Серый скакал по мосту, мерно стуча копытами. А в голове Чарльза звучала одна неотвязная мысль: «Так же легко. Так же легко…»
Позже Билли решил, что в этой истории была виновата не только политика, но и зависть. Ссора произошла в один из последних вечеров мая, когда он пришел в палатку маркитанта.
Уже много дней в войсках, стоящих на полуострове, обстановка была нервной и тревожной. Бунтовщики окопались за Чикахомини, твердо вознамерившись держать оборону Ричмонда насмерть. Однако вместо спокойного ожидания или беспечной уверенности в том, что одна решительная атака может покончить с этим противостоянием, в стане федералов преобладали сомнения и чувство неизвестности. Настроения эти исходили от высшего командования и распространялись до последнего солдата. Слухи подогревались реальными фактами, большей частью неутешительными. У Шенандоа армия Союза терпела унизительное поражение от Джексона. Макдауэлл, стоявший под Фредериксбергом, мог бы отвлечь конфедератов на себя и отвести эту угрозу. Но Малыш Мак продолжал бездействовать, уверяя, что у него мало людей, хотя численность его армии уже превышала сто тысяч. Еще он заявлял, что вашингтонские псы во главе со Стэнтоном травят его.
Вся армия раздробилась на небольшие группировки, которые мешали друг другу и постоянно враждовали. Злопыхатели то и дело твердили, что все старшие офицеры Маленького Наполеона, не исключая Портера и Бернсайда, готовы беспрекословно выполнять любые его приказы и поддерживать его открытое неповиновение Вашингтону даже ценой победы.
Все это, наряду с неизбежной усталостью от долгой изнурительной работы, изматывало Билли, так же как и многих других, грозя в любой момент обернуться бедой.
В тот вечер, когда он пришел к маркитанту, там уже находился один младший офицер, которого Билли лично не знал, но тем не менее недолюбливал. Офицер тоже был выпускником Академии и служил при штабе Макклеллана. Бледный, как девица, он вел себя со снисходительной надменностью завсегдатая светских салонов. Билли раздражало в нем буквально все – даже его мундир, безупречно чистый в любое время года, и его до блеска начищенные сапоги. Длинные светлые волосы и красный шейный платок делали его больше похожим на циркового артиста, чем на военного.

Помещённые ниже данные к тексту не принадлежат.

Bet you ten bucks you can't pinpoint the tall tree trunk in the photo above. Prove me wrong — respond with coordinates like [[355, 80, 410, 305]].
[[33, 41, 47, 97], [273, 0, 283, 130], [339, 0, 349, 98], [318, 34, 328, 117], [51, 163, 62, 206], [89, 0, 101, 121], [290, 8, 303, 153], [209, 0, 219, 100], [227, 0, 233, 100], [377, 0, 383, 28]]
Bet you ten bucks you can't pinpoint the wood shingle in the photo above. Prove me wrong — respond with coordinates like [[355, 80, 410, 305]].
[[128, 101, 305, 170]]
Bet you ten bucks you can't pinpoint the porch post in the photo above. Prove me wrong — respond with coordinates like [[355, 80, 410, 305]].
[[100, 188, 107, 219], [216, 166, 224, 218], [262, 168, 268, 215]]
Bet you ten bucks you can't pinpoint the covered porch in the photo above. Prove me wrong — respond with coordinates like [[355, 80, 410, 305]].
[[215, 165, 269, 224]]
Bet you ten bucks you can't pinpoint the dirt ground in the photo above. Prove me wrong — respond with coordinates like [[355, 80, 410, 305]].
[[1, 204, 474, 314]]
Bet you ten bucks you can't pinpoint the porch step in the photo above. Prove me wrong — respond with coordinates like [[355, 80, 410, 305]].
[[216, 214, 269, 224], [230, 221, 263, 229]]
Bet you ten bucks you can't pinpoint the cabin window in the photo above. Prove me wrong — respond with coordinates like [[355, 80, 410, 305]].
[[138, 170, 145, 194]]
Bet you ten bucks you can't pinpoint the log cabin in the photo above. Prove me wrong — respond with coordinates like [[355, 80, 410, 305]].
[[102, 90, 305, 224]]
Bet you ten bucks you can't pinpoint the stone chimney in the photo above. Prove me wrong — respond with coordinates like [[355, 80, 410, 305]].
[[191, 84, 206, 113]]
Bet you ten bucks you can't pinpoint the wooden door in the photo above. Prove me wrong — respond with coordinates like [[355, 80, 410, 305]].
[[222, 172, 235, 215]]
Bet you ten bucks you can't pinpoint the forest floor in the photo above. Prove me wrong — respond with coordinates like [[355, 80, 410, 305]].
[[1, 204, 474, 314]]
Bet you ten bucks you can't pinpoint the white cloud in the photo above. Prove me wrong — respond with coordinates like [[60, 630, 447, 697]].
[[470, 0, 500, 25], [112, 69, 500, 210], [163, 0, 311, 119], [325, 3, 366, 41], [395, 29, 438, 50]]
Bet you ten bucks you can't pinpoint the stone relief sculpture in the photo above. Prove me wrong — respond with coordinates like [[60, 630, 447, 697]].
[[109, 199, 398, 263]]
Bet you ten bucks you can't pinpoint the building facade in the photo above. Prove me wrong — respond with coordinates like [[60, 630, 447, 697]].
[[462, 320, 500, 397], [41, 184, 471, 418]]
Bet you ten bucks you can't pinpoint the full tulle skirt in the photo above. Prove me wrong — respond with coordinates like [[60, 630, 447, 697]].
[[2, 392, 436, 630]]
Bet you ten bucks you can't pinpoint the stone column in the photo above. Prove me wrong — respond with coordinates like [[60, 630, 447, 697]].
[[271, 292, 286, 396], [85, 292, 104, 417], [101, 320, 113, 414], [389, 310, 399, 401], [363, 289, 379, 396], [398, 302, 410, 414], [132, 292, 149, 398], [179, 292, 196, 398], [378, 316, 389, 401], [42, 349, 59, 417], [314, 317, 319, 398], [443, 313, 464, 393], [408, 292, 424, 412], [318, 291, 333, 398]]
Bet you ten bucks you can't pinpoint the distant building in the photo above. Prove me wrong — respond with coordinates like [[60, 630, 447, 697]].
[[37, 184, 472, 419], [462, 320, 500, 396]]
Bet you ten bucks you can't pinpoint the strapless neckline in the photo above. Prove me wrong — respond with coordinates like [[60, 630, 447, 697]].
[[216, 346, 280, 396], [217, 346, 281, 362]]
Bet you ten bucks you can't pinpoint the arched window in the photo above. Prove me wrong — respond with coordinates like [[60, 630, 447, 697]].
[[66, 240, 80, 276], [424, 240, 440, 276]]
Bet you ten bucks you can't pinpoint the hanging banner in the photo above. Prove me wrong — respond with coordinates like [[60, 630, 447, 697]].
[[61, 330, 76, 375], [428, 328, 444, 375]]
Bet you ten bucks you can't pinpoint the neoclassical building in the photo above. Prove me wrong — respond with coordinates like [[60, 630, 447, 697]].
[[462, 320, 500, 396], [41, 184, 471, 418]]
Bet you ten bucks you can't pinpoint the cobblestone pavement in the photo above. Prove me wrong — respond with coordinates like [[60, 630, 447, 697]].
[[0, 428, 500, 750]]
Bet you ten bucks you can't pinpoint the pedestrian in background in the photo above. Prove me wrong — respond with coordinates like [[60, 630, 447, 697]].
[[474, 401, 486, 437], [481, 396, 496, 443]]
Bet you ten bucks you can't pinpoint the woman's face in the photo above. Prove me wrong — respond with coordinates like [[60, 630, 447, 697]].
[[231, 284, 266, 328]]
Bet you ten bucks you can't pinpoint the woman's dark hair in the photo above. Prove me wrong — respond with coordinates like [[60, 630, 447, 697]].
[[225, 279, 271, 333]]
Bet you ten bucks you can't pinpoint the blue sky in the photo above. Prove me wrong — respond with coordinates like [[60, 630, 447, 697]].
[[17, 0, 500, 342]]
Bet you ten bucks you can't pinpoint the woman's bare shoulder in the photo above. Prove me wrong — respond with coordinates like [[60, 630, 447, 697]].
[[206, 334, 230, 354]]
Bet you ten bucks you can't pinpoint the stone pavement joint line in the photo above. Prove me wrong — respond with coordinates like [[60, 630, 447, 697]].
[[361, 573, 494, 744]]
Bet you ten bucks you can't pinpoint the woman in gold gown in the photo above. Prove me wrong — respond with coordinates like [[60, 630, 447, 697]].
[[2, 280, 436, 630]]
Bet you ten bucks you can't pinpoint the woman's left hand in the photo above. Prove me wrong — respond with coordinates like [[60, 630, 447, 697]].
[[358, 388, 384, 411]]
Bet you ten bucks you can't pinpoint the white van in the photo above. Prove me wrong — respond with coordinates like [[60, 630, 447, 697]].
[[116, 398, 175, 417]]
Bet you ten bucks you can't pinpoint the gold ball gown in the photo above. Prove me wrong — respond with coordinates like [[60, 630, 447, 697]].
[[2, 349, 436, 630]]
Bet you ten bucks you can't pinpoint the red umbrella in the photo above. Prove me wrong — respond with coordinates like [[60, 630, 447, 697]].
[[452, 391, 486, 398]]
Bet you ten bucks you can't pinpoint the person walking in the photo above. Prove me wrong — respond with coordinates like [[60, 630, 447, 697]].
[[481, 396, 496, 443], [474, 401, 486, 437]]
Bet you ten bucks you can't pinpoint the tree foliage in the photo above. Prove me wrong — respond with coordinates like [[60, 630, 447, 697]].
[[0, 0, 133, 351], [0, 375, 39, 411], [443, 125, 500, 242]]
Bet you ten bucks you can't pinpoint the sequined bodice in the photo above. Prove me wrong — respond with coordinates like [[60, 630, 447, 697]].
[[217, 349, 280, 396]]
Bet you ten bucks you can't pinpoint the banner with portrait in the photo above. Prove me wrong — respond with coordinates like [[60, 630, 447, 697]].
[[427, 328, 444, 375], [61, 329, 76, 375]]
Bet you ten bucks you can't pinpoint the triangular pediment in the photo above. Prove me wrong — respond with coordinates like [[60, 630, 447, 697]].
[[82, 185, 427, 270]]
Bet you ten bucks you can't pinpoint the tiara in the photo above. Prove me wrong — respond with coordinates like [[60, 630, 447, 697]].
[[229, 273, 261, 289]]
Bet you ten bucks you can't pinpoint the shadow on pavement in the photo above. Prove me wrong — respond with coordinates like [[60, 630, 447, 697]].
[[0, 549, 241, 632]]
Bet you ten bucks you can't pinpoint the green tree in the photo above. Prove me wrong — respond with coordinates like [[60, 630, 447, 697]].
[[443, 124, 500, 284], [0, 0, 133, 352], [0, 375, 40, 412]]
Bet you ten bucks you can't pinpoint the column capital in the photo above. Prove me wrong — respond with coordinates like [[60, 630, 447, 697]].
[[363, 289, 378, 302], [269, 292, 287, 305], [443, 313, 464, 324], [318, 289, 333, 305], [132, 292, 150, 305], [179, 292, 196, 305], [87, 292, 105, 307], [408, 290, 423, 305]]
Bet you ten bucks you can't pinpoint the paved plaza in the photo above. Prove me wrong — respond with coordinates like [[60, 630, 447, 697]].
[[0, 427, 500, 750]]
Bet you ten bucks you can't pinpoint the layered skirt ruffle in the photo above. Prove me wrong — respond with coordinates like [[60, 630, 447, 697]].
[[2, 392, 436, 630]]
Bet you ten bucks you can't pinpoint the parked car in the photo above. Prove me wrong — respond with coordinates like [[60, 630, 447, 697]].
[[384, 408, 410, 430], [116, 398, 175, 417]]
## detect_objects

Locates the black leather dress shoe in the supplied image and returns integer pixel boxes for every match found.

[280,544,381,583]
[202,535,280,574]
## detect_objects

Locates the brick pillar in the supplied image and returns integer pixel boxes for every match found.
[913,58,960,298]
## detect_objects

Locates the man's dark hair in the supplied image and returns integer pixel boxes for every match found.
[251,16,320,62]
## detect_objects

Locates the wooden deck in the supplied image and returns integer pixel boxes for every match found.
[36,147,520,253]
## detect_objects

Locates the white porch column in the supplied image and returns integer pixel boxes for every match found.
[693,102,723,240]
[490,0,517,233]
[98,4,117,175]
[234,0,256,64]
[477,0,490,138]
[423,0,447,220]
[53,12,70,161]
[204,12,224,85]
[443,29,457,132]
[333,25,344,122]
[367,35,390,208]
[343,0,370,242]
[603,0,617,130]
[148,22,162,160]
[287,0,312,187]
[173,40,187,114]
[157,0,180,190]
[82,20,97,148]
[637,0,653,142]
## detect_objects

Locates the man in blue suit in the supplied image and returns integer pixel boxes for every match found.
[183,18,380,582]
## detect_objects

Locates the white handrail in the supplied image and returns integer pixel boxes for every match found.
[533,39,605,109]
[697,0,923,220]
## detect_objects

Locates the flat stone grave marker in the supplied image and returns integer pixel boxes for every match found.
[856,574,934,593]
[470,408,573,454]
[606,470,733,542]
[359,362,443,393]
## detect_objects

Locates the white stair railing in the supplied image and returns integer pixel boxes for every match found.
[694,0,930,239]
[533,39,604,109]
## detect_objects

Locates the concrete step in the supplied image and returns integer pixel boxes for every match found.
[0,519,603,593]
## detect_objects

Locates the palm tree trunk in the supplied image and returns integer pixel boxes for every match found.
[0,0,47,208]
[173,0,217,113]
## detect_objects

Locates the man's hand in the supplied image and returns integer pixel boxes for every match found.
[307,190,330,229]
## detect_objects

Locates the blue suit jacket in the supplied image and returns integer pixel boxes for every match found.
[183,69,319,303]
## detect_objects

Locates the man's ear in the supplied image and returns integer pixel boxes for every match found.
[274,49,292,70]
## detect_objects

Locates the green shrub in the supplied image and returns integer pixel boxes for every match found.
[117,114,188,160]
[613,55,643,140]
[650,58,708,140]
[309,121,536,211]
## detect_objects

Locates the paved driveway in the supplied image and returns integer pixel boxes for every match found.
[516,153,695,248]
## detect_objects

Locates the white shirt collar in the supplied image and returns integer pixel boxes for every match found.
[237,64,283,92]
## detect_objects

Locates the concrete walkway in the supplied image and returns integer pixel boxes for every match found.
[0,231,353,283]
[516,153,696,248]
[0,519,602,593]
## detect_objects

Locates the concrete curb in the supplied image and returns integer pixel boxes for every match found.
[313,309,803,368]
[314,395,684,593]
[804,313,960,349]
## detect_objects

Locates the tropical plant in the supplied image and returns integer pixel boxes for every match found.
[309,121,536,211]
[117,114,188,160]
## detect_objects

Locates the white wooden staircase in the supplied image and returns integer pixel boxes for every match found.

Но что больше всего разозлило Билли, когда он устроился в конце деревянной стойки с грязным стаканом в руке, так это поведение штабного. Офицер был года на три или четыре моложе его самого и пока даже не имел постоянного звания, судя по отсутствию нашивок, однако вел себя как какая-нибудь чрезвычайно важная персона.
К тому же очень шумная.
– Да генерал давно бы выиграл, если бы не подлые аболиционисты, засевшие в Вашингтоне! – громко заявил он.
Билли допил то, что оставалось в стакане; это была уже вторая порция за сегодня. Маркитант лицемерно уверял, что не продает ничего, кроме сидра; однако его сидр был покрепче, чем голова какого-нибудь увальня из Нью-Гэмпшира. И все же пить его было безопаснее, чем весьма подозрительную контрабандную смесь из коричневого сахара, гарного масла и зернового самогона, выдаваемую за виски.